Spinal Muscular Atrophy (SMA) is a neurodegenerative disease targeting motor neurons. It normally occurs in the spinal cord. Nerve cells send messages from the brain to the muscles and vice versa. They are primarily responsible for bodily movements such as walking, swallowing, and breathing.
Severe strains of SMA cause paralysis and eventually death for the victims. Patients with milder forms normally experience weakness and wasting away of the muscular tissue. SMA involves the loss of nerve cells called motor neurons.
In most cases the proximal and lung muscles are affected first, but then spread to other body systems.
Neurons in SMA patients are unable to produce adequate amounts of a protein called Survival of Motor Neuron (SMN). This causes wasting away and eventually death of the cells.
Scientists have researched and developed different therapies to alleviate and treat the effects of SMA, and most of them have been targeted at fixing the gene itself. Approximately one in 50 people are carriers of the fatal genetic disease, which kills the most number of infants under the age 2.
Recent Harvard Research
In a recent discovery, researchers at the Harvard Stem Cell Institute (HSCI) have identified a compound that helps stabilise and protect the SMN protein. It uses induced pluripotent stem cells to make human models of neurological diseases.
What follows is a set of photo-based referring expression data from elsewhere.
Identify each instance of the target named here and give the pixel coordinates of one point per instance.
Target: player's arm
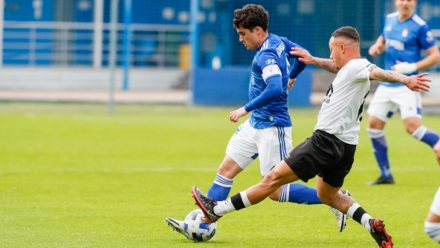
(417, 82)
(306, 58)
(427, 42)
(378, 47)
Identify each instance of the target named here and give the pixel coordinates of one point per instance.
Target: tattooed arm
(307, 58)
(415, 82)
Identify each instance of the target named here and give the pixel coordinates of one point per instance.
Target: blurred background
(170, 51)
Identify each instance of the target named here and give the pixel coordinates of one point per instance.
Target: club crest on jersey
(270, 62)
(405, 33)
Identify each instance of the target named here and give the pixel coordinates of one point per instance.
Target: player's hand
(304, 55)
(417, 82)
(375, 50)
(291, 83)
(235, 115)
(405, 68)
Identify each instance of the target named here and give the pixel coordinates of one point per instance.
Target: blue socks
(426, 135)
(220, 188)
(380, 148)
(299, 193)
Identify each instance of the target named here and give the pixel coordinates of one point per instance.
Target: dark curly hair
(251, 16)
(347, 32)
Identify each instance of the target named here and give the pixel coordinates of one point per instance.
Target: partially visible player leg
(224, 179)
(273, 145)
(411, 109)
(377, 135)
(347, 204)
(432, 223)
(424, 134)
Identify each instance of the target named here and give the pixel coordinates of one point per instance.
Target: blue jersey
(405, 40)
(270, 74)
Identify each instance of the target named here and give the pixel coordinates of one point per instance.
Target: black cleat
(382, 180)
(205, 204)
(178, 226)
(383, 239)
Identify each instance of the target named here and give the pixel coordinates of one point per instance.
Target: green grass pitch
(72, 176)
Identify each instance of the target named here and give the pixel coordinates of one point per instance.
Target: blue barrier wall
(229, 86)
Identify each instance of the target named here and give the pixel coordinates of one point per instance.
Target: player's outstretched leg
(341, 218)
(373, 225)
(379, 233)
(177, 226)
(206, 205)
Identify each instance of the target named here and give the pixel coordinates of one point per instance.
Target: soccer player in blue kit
(329, 153)
(403, 38)
(267, 133)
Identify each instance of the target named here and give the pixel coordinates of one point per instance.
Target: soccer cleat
(382, 180)
(178, 226)
(383, 239)
(206, 205)
(341, 218)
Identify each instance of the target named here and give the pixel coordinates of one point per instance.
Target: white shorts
(269, 144)
(435, 206)
(387, 100)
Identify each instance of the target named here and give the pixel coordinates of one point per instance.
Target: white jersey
(341, 110)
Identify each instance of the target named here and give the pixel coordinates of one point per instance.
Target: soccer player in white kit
(329, 152)
(267, 133)
(403, 38)
(432, 223)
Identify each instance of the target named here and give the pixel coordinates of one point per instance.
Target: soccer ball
(196, 227)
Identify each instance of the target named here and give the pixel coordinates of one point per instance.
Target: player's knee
(272, 180)
(275, 196)
(325, 198)
(432, 229)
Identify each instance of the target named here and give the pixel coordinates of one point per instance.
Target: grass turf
(72, 176)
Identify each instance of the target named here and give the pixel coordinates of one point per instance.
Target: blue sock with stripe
(220, 188)
(299, 193)
(426, 135)
(380, 148)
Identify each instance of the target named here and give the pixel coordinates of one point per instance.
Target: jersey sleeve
(297, 66)
(425, 37)
(361, 70)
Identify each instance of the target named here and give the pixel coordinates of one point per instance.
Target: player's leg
(413, 126)
(213, 210)
(273, 145)
(300, 163)
(240, 152)
(432, 223)
(379, 112)
(347, 204)
(410, 104)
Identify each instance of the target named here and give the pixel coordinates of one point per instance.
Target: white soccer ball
(196, 227)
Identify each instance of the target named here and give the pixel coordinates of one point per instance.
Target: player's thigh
(242, 147)
(335, 175)
(409, 102)
(273, 145)
(381, 105)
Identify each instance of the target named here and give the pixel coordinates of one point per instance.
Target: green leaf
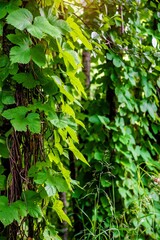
(19, 38)
(34, 210)
(76, 33)
(20, 121)
(3, 9)
(43, 25)
(117, 62)
(2, 182)
(50, 233)
(8, 98)
(35, 31)
(50, 188)
(15, 112)
(59, 182)
(72, 134)
(63, 25)
(21, 208)
(33, 122)
(77, 153)
(58, 207)
(26, 79)
(38, 55)
(20, 54)
(40, 177)
(98, 155)
(104, 182)
(20, 18)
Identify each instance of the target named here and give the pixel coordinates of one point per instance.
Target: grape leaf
(20, 18)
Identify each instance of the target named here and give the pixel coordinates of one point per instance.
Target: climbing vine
(39, 89)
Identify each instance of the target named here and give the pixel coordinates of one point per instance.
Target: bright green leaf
(20, 18)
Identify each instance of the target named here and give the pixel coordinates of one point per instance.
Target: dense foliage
(79, 81)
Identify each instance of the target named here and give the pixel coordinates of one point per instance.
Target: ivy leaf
(58, 207)
(8, 98)
(17, 117)
(20, 54)
(76, 33)
(117, 62)
(50, 188)
(34, 210)
(59, 182)
(72, 133)
(2, 182)
(26, 79)
(19, 38)
(38, 55)
(77, 153)
(40, 177)
(43, 24)
(35, 31)
(33, 122)
(63, 25)
(21, 208)
(20, 18)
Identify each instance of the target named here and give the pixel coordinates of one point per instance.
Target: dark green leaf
(38, 55)
(20, 18)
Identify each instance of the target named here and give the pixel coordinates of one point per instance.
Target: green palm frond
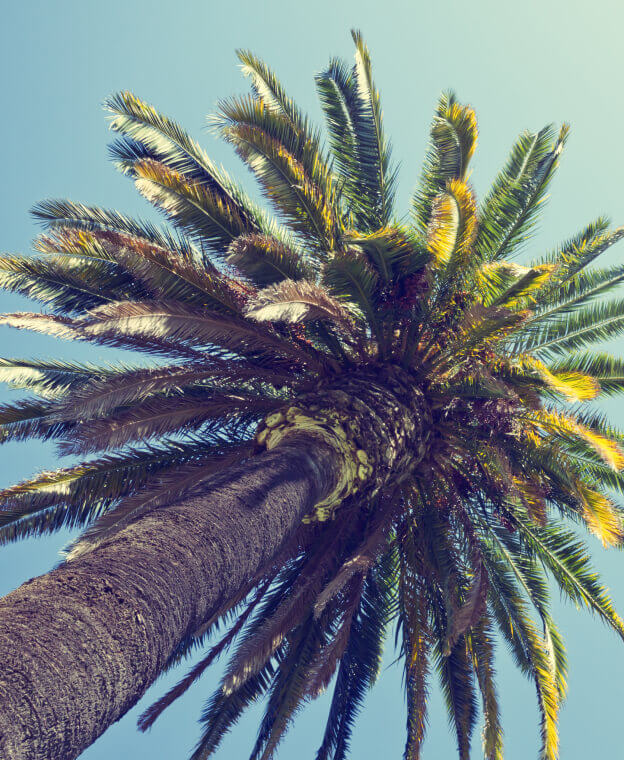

Lee Rubin, a faculty member from the institutes’ Department of Stem Cell and Regenerative Biology sought to determine why motor neurons were targeted, and found out that the motor neurons experienced similar stress as those affected by Amyotrophic Lateral Sclerosis, also known as Lou Gehrig’s disease. His team of researchers also found out that some SMA affected neurons were dying before others, though they all experienced the same environment.
When the team analysed motor neurons derived from ALS patients, they found out that motor neurons with the highest levels of SMN protein were most likely to survive than those with lower levels. The research also showed that the survival of motor neurons depended on the availability of the SMN protein. The results suggest that if the amount of SMN protein is increased in any single motor neuron, the cell could be saved from dying.
In order to affirm these results, researchers led by Nadia Litterman induced human and murine motor neurons with a compound called Cullin, which is thought to regulate protein generation in cells. They found out that when exposed to Cullin, the SMA proteins became more stable and even multiplied abundantly. As a consequence of this, all motor neurons survived in the human specimens in the dish, and the in mouse models.
In summarising the results of the study, Rubin pointed out the discovery could end up benefitting patients who suffered from ALS as well as SMA.
Harvard’s office of technology development have filed an application to patent this approach towards the search for a cure for both diseases.